India's booming stock markets are attracting many new investors in the country as they continue to reach new highs. But many first-time investors have yet to learn that what goes up may also go down. From New Delhi, Anjana Pasricha reports.
Monica Gupta, 26, began working three years ago in a consultancy company. She puts more than half her savings in stocks and mutual funds.
"I have got great returns on my investments. It's so much better than putting money in a bank," Gupta said.
Like Gupta, many young professionals are investing heavily in the stock market.
Prithvi Haldea heads New Delhi's Prime Database, which tracks trends in the markets. He says many first-time investors have been encouraged by countless stories of people who have doubled or tripled their investments, as the Mumbai stock exchange's Sensex index soared from 4,000 points in 2003 to more than 15,000 points this month.
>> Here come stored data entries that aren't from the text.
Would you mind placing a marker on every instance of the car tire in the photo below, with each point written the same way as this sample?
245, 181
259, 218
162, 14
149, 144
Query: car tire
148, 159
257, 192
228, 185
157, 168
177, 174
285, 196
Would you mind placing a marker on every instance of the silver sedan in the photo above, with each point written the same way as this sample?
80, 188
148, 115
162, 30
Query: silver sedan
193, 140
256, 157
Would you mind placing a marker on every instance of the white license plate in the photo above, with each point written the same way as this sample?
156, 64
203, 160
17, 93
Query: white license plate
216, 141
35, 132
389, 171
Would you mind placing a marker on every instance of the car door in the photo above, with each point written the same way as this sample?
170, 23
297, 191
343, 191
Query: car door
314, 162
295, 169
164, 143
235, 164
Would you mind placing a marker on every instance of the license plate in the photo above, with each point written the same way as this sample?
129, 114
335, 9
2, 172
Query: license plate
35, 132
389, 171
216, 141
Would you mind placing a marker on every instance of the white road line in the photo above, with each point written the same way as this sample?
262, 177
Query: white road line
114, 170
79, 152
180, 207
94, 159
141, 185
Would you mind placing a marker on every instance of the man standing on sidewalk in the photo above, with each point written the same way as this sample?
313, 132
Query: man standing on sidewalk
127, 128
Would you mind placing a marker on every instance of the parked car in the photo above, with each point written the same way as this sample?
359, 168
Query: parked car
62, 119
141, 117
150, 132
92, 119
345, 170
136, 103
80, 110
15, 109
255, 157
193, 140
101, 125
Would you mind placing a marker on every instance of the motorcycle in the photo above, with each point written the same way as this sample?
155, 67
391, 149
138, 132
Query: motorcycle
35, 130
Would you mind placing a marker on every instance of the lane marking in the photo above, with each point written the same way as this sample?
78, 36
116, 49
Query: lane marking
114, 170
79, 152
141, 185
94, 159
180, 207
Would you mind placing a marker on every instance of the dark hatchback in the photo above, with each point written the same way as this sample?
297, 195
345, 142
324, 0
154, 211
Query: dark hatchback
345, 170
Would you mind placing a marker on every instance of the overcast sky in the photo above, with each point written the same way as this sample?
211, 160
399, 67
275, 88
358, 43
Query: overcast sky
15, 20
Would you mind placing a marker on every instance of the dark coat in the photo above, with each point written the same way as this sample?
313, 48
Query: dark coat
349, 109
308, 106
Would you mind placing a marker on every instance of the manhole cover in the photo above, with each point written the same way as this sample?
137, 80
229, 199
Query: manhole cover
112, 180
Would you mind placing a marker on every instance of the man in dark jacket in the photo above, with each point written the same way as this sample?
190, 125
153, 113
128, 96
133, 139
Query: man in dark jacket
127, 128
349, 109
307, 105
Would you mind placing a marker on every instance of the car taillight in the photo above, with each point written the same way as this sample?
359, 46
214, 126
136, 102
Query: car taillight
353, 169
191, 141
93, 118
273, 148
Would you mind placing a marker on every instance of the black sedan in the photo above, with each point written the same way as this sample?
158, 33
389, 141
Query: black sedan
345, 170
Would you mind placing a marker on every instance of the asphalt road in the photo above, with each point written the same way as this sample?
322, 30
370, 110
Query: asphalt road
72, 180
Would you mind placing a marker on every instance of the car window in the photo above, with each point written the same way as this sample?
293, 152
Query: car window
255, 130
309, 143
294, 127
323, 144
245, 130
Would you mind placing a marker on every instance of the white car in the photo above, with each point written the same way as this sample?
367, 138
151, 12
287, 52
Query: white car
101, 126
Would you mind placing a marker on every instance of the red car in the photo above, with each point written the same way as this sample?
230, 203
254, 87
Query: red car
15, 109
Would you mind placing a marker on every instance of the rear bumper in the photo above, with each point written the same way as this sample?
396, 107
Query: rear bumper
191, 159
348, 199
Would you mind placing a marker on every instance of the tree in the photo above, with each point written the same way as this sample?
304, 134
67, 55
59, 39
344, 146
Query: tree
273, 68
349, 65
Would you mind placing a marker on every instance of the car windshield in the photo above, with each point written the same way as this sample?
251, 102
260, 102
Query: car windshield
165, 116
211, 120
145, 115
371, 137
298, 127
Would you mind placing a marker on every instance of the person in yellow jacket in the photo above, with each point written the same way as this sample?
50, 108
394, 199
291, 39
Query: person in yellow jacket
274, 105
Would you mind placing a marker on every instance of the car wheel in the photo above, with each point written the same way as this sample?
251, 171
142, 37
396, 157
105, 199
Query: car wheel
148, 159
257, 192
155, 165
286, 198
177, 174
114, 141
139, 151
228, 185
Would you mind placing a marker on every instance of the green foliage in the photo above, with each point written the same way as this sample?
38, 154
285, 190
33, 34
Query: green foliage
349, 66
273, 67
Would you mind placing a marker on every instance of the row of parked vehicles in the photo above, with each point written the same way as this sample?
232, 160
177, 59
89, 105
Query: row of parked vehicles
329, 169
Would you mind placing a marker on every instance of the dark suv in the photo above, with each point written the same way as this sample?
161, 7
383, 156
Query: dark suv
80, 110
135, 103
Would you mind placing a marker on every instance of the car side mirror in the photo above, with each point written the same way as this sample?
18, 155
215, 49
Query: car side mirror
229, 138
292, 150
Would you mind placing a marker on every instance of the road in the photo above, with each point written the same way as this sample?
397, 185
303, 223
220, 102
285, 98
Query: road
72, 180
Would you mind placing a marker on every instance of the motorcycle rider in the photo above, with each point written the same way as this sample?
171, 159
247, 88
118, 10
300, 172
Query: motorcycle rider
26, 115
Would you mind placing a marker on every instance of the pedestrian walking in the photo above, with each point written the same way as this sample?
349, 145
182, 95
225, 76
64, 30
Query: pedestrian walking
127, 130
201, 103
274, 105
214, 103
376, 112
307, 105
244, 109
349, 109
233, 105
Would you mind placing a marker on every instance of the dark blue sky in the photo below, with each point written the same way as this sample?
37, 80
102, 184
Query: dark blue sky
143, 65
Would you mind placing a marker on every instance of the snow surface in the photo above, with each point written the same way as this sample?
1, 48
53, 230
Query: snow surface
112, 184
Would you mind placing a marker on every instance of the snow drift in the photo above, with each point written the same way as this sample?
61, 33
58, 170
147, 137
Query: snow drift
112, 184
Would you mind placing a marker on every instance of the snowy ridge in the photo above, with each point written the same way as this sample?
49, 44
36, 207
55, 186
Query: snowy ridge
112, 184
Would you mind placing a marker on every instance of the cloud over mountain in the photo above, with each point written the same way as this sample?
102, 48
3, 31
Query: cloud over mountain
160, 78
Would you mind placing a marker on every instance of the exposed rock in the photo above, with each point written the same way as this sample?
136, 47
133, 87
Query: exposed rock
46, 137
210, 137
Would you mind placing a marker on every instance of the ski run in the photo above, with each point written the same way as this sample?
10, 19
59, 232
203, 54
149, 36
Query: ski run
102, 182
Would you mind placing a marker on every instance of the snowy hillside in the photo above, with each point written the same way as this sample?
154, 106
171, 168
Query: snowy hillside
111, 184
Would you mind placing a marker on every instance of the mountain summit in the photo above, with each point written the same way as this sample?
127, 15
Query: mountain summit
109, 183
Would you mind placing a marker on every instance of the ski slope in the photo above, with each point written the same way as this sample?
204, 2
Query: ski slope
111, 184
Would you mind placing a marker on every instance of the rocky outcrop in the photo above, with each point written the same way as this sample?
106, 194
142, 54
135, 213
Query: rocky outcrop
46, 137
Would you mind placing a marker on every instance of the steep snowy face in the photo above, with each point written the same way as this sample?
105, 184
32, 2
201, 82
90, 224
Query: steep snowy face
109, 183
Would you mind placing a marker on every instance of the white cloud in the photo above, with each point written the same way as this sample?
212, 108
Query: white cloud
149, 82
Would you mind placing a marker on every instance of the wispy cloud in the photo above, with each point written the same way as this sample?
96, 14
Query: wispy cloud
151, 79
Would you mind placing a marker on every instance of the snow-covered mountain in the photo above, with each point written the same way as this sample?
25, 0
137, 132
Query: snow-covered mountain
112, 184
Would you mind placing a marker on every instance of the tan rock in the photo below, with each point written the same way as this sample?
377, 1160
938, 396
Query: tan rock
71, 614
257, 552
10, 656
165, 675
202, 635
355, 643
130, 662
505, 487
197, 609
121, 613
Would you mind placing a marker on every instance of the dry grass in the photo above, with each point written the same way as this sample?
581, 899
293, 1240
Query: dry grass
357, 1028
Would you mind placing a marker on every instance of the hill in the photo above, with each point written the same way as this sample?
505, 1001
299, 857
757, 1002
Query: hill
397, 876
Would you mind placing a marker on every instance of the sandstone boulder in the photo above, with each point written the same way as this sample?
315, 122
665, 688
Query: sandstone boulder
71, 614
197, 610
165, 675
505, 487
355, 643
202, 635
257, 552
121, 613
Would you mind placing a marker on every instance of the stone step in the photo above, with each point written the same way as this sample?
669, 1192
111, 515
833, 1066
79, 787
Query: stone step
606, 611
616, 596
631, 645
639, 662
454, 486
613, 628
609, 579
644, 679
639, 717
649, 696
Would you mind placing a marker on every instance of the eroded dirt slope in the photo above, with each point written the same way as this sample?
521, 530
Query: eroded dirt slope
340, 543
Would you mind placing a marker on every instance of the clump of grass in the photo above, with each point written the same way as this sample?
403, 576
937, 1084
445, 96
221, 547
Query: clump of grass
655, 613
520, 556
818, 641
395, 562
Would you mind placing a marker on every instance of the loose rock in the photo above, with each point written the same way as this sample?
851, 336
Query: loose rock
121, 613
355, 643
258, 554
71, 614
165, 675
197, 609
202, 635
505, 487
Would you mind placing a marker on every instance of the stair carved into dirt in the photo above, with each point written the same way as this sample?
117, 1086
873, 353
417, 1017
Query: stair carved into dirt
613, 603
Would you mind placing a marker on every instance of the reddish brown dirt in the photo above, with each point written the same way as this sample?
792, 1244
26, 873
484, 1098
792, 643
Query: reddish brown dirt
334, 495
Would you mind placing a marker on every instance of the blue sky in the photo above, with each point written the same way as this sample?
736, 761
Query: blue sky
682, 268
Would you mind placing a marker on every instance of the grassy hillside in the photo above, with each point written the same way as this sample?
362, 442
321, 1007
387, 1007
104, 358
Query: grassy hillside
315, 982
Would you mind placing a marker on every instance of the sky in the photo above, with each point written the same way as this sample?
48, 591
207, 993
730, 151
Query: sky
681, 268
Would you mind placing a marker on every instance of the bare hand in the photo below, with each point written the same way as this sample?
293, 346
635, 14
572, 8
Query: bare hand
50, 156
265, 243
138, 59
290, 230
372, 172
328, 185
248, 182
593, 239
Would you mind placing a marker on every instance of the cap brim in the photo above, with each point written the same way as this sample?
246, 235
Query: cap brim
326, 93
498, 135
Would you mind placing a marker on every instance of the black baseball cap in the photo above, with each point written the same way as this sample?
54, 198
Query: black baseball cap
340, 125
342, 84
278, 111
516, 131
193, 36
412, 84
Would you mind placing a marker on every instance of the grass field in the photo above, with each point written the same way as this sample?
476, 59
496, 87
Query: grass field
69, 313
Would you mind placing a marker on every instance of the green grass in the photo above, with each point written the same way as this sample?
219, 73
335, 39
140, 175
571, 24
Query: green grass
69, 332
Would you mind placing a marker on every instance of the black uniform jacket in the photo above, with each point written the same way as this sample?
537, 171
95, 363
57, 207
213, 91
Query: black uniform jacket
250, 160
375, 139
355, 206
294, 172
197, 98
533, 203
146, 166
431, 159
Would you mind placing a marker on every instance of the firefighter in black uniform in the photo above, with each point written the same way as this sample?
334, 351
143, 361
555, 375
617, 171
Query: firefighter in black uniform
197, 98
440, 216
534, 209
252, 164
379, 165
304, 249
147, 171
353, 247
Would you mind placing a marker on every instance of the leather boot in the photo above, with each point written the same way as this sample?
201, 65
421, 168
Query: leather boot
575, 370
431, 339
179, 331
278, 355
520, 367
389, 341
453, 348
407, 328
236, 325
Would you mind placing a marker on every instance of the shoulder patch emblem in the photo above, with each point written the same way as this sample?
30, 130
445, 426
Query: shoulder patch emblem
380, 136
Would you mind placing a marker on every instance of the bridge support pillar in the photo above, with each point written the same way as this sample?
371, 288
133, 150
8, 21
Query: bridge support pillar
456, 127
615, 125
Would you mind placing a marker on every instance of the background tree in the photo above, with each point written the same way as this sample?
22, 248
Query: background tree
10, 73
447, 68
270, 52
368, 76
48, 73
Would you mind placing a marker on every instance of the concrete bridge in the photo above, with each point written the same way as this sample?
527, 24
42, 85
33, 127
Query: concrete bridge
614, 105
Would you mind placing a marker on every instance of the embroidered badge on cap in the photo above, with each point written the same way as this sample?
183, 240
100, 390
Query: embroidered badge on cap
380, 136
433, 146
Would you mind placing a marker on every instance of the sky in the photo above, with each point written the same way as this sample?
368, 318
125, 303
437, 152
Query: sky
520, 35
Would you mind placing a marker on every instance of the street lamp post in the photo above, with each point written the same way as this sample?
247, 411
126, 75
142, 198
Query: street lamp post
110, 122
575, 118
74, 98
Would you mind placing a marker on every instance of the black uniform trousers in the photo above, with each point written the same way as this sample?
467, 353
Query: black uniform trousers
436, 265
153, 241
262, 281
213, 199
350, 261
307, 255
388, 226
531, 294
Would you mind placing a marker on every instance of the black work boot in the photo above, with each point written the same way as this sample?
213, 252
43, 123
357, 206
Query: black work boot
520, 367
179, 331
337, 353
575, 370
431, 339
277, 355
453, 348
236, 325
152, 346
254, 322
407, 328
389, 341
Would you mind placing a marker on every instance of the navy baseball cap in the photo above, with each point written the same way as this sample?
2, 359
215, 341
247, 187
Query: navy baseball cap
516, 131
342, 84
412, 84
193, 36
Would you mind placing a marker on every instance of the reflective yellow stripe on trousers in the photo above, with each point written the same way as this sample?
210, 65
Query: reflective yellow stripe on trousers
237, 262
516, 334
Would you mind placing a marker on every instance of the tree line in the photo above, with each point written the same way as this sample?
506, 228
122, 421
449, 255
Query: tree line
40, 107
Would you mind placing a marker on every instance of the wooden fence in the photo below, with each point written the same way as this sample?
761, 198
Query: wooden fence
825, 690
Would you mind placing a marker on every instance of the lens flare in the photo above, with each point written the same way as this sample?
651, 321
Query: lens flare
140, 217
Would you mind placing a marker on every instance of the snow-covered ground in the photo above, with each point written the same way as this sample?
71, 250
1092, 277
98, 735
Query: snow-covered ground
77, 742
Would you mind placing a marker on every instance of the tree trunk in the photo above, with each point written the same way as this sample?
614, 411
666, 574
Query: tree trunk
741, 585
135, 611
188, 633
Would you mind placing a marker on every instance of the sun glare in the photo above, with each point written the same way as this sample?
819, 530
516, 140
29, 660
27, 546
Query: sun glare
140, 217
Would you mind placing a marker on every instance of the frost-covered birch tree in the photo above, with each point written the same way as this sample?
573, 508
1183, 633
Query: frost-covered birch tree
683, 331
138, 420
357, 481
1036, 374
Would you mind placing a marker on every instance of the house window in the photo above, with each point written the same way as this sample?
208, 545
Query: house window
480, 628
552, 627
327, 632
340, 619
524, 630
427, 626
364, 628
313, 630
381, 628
"The young generation has tasted blood in the sense that they have huge earnings, and whatever investment they have made, they have been able to in a large number of cases, turn them into profits," Haldea said. "The numbers that are growing in terms of investor base, basically it is coming from this young generation."
Young professionals are not the only ones attracted by the buoyant stock markets. Many others in the expanding middle class have diverted savings to stocks and mutual funds as confidence grows in the future of corporate India.
As a result, household savings invested in equities and mutual funds have risen to about five per cent compared to just one per cent four years ago.
Market analysts however point out that this is still low compared to developed economies. They say many people are still hesitant to tie their fortunes to the stock markets as debate rages about the sustainability of their massive rise in recent years.
Prithvi Haldea is among those who believe that share prices have risen too high, too fast. He says the economy is on a roll and many companies are doing well but advises caution.
"Our market is slightly skewed in the sense that we lack both the width as well as the depth," Haldea said. "The number of companies that are listed of good quality, that number is still very small, and the floating stock that is available is very, very small, so any buying interest from large buyers basically shoots up the prices dramatically."
Other market watchers simply point to the statistics - Indian stocks offered an average annual return of 38 per cent in the last five years - and say the risk is worth it.